Terry L. Morrison This marks an author's first online publication Terry L. Morrison was born in Arkansas, raised in Texas, and lived all over the place. He divides his time between writing poetry and fiction, growing organic vegetables, and running a non-profit alliance of nursing homes in Texas. He has been published in various small literary magazines and an anthology of Texas poets. Most recently he has a story in Rebellious Confessions, a fiction anthology published by Sisyphus Press last December.

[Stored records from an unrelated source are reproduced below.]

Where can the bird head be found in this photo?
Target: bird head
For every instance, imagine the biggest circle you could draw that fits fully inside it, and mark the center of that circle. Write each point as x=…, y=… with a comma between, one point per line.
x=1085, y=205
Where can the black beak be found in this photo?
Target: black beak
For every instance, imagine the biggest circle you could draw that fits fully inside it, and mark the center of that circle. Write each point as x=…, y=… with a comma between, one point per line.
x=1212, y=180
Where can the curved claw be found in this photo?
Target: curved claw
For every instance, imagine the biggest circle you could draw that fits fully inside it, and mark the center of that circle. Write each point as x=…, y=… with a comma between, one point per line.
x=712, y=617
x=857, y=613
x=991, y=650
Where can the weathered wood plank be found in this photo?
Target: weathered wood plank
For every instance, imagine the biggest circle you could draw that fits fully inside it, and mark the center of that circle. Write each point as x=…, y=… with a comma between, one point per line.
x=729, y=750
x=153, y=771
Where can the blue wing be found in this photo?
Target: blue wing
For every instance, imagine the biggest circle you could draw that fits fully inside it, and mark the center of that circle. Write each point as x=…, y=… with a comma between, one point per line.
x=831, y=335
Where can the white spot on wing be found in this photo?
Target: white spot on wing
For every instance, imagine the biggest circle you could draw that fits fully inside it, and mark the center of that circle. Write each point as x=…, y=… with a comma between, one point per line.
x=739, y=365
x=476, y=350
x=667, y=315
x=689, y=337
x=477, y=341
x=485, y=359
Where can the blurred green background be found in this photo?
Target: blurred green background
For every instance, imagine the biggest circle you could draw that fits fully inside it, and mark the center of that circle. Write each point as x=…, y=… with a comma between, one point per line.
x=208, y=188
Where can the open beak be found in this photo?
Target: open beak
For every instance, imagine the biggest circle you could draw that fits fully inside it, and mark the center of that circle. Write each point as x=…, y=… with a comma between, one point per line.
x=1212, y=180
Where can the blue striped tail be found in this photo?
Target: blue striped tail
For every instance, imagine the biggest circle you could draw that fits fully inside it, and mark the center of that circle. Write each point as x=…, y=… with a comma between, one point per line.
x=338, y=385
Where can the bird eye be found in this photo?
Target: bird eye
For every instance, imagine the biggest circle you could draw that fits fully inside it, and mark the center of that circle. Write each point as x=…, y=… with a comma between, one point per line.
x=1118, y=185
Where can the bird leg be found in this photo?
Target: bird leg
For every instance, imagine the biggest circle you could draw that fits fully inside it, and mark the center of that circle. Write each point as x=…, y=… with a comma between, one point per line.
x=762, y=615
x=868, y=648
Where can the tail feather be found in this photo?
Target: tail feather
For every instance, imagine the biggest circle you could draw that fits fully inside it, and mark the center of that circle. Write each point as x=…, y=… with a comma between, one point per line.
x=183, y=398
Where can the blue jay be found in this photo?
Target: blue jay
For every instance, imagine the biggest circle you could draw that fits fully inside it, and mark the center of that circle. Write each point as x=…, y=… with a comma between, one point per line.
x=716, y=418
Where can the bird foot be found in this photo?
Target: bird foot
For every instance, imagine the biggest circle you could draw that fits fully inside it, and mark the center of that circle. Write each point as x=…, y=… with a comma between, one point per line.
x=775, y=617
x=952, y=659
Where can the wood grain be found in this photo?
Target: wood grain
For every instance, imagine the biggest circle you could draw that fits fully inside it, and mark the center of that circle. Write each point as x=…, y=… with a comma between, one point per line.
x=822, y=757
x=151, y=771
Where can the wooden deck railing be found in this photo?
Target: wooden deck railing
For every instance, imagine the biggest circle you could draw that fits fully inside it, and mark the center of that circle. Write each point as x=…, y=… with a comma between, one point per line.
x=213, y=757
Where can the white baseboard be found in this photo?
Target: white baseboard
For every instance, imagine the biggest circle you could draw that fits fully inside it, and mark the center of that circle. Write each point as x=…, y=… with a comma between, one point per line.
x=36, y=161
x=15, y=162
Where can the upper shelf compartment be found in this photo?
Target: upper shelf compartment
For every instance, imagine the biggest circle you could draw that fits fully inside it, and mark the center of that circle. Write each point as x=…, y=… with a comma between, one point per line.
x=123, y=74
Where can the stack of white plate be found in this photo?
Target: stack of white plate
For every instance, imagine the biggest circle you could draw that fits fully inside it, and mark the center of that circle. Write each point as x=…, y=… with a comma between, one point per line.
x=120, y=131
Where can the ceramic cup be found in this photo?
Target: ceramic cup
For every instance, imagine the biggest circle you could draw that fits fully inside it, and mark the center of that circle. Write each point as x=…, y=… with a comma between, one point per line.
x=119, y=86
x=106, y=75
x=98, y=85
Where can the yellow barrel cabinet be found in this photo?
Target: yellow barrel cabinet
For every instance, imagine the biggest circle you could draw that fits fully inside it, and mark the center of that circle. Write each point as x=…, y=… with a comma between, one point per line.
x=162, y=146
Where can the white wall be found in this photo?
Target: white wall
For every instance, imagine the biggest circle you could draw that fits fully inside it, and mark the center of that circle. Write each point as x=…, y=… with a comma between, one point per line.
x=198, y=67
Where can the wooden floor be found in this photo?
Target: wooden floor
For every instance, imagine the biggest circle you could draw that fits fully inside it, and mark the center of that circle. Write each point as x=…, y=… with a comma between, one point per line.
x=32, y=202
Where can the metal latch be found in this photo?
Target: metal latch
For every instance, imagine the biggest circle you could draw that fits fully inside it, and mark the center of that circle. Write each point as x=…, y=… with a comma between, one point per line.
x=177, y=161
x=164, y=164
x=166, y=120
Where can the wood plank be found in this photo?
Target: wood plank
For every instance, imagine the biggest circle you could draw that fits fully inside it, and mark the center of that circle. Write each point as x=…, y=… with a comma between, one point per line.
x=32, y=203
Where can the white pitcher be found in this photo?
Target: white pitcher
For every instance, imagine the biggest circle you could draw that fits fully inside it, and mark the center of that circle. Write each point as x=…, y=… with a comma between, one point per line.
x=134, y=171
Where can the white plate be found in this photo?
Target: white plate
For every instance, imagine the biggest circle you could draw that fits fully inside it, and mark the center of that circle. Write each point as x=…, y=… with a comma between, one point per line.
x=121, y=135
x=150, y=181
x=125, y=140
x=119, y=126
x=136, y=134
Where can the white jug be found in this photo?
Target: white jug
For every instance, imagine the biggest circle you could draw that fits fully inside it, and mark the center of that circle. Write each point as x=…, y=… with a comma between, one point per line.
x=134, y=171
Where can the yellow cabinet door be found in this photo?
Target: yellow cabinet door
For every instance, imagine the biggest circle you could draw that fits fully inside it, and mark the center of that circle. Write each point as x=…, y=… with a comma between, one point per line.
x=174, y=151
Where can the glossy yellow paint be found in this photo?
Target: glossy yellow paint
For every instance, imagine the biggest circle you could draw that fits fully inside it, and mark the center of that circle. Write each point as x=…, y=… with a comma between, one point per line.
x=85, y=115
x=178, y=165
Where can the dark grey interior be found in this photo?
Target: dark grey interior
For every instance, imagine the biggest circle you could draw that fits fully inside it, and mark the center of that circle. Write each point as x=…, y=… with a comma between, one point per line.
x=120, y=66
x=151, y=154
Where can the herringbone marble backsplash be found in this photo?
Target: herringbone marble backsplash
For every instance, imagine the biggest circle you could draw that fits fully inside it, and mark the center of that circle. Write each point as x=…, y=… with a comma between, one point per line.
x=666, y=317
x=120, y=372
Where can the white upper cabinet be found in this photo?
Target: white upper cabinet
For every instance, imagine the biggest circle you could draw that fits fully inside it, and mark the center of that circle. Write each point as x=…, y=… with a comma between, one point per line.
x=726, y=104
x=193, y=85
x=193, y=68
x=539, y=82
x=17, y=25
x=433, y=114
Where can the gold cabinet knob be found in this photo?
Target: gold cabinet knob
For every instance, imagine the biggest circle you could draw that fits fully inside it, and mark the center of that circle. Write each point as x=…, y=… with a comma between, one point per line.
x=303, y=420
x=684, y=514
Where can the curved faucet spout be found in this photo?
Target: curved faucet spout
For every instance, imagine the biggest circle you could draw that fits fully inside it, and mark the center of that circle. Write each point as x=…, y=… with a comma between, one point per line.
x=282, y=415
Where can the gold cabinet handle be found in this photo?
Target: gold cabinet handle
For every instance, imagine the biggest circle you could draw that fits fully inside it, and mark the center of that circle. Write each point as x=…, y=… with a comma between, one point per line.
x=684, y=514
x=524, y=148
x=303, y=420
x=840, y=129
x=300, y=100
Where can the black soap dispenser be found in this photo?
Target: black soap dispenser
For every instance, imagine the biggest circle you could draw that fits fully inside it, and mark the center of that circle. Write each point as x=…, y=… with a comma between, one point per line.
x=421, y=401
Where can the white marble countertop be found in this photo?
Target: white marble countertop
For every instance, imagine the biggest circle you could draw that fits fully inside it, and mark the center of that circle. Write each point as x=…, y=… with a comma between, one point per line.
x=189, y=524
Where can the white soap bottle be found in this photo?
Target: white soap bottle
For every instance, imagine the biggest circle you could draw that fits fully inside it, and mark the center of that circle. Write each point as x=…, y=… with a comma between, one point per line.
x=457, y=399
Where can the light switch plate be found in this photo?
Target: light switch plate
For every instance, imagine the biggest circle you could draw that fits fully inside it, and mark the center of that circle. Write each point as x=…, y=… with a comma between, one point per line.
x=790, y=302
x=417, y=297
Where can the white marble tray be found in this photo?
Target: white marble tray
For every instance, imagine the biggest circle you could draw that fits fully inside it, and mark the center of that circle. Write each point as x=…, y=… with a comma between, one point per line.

Terry lives in Austin, Texas.
Anne Sexton    Click to hear in real audio


I was trying to read Anne Sexton's poetry tonight
the poetry of a wounded bird
behind the mad bars of her own life
dreams of metamorphosis
of turning a cage gilded with raw nerves
into a cocoon

and all I could think of
was your story of her life
of how her husband and family
kept her madness among the garden beds
where she could pull at it like weeds

and when she left them
her derangements burst from her eyes
and her sad insanity flowed over her tongue
like water over a stone
spilling everywhere
ruining her carpets and wallpaper
and friends began to pull away from her
like wet boards warping in sunlight

and she was trying to fly but her wings flapped like shirts
on a clothesline
and this time when death
offered her the earthen womb
she took it
and entered her garage
searching among the exhaust fumes
for the odor of wings

 

 

Sylvia Plath    Click to hear in real audio


Her darkness has its addresses.
This was her habit.

The moon is proud of his powdered cheeks
as he steps into her bony coffin.

She sucked her words into a night
with many hidden odors

lying with the skinny needles
of yesterday's lilies

and wearing her black cosmetics.
Now her children study

the genealogy of suicide
and dial us the numbers of despair.

We dream that our ovens too will open
like the pages of a slick magazine

as we pull nervously at her poems
like a drawer full of kitchen knives.